Bir dönemin ruh ikizleri: Erdoğan ve Davutoğlu

Ahmet Davutoğlu Türk siyaset tarihine şimdiden ilginç bir aktör olarak girmeyi başardı. Davutoğlu’nun siyasi hayatını tasnif etmek gerekirse, bugün itibari ile, dörde ayırabiliriz: 

Başbakan Erdoğan’ın Danışmanı Davutoğlu, Erdoğan kabinesinin Dışişleri Bakanı Davutoğlu, AKP Genel Başkanı ve Başbakan Davutoğlu ve AKP ile Erdoğan’a muhalif Davutoğlu. 

Bu dört dönem arasında, siyasi açıdan bir devamlılık mı, yoksa kesinti ve değişim mi var? 

Aslında bütün bu dönemlerin başrol oyuncusunun Davutoğlu değil de Erdoğan olduğu bir gerçek.
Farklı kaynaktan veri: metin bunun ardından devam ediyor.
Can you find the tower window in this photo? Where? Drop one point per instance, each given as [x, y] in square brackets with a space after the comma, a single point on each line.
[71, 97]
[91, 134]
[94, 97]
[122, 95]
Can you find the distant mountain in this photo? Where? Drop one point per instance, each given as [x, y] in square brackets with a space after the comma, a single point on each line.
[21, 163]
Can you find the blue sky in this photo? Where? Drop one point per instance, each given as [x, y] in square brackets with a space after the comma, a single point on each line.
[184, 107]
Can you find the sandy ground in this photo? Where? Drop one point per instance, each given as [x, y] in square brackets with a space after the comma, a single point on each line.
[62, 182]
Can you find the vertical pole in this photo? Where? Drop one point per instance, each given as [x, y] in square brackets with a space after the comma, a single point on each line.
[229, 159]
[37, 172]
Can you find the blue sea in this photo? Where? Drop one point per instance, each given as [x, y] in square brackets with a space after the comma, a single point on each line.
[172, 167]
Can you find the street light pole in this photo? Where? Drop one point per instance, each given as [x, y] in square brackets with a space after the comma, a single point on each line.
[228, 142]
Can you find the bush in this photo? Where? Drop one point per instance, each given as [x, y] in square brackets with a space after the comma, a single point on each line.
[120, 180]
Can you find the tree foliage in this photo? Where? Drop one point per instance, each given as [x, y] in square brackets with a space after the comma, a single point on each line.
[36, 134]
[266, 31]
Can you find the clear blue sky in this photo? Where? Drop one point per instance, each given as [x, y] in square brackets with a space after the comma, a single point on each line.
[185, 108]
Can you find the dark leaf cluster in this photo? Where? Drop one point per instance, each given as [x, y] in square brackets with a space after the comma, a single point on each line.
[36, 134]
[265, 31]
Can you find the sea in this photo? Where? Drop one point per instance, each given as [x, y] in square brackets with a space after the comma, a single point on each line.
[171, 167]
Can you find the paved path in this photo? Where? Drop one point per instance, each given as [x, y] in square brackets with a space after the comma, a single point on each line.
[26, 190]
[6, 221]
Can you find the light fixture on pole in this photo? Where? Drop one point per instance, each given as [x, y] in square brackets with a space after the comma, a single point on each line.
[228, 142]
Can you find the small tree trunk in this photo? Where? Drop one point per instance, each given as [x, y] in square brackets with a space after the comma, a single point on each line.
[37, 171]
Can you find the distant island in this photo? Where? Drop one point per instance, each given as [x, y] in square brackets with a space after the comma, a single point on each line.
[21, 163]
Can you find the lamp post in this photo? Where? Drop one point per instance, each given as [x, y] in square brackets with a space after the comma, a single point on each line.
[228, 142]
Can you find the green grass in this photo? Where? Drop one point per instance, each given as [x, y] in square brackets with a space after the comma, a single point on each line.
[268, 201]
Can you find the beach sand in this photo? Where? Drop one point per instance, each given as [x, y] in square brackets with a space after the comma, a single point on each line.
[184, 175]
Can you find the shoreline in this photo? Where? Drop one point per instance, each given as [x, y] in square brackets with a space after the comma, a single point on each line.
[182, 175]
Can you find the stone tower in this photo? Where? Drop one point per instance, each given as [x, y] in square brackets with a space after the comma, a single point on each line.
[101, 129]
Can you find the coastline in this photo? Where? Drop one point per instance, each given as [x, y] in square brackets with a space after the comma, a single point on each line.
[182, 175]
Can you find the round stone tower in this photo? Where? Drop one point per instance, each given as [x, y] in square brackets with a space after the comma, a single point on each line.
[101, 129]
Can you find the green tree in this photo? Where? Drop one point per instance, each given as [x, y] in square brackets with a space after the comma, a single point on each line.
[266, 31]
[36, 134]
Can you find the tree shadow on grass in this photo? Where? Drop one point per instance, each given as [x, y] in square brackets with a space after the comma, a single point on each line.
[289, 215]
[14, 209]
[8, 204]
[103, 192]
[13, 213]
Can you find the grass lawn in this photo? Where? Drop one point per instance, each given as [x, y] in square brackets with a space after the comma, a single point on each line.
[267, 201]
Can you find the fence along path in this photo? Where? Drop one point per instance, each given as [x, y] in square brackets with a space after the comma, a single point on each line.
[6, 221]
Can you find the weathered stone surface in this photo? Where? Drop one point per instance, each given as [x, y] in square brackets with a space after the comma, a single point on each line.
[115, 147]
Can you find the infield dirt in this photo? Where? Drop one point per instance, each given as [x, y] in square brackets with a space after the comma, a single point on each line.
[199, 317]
Hal böyle olunca Erdoğan’a göre pozisyon alan bir Davutoğlu’ndan ve kendi içindeki rol ve duruş değişimlerine rağmen, Erdoğan’a bağımlılığı bir şekilde devam eden bir süreklilikten bahsetmek isabetli olacak.  Davutoğlu’un siyasi hayatından Erdoğan’ı çıkardığınızda, bütün çırpınışlarına rağmen nev-i şahsına münhasır ve kayda değer bir siyasi aktörden bahsetmek mümkün değil.

Ben Ahmet Davutoğlu’nun Türk siyasetindeki yerini Recep Peker’in Türk siyasetindeki yerine benzetirim. 1923 yılından itibaren CHP Genel Sekreterliği görevini yürüten Recep Peker, Atatürk ve İnönü ile beraber CHP’nin troykasını oluşturuyordu. 1931-36 yılları arasında CHP’deki ideolojik değişime damgasını vuran Peker, CHP’nin gelenek karşıtı materyalist bir kimlik kazanmasında en önemli rolü oynamıştı. Bu dönüşüm için gerekli felsefeyi Peker üretmişti.

Yani Peker bir bakıma CHP’nin ve CHP’li yeni gençliğinin ideoloğu gibiydi. Verdiği konferanslar ders kitaplarına dönüştürülerek okullarda okutuluyordu.

1933’ten itibaren Atatürk’ün bozulan sağlığından, ona olan fiziksel yakınlığından dolayı haberdar olmuş ve onun yerine geçecek yeni lider olmak için hazırlıklara da başlamıştı. Ancak Atatürk sonrası dönem için kendine rakip olarak gördüğü İsmet İnönü aleyhine yaptığı propaganda onu ele verdi. Onun niyetini sezen Atatürk, Peker’i Genel Sekreterlik görevinden uzaklaştırdı.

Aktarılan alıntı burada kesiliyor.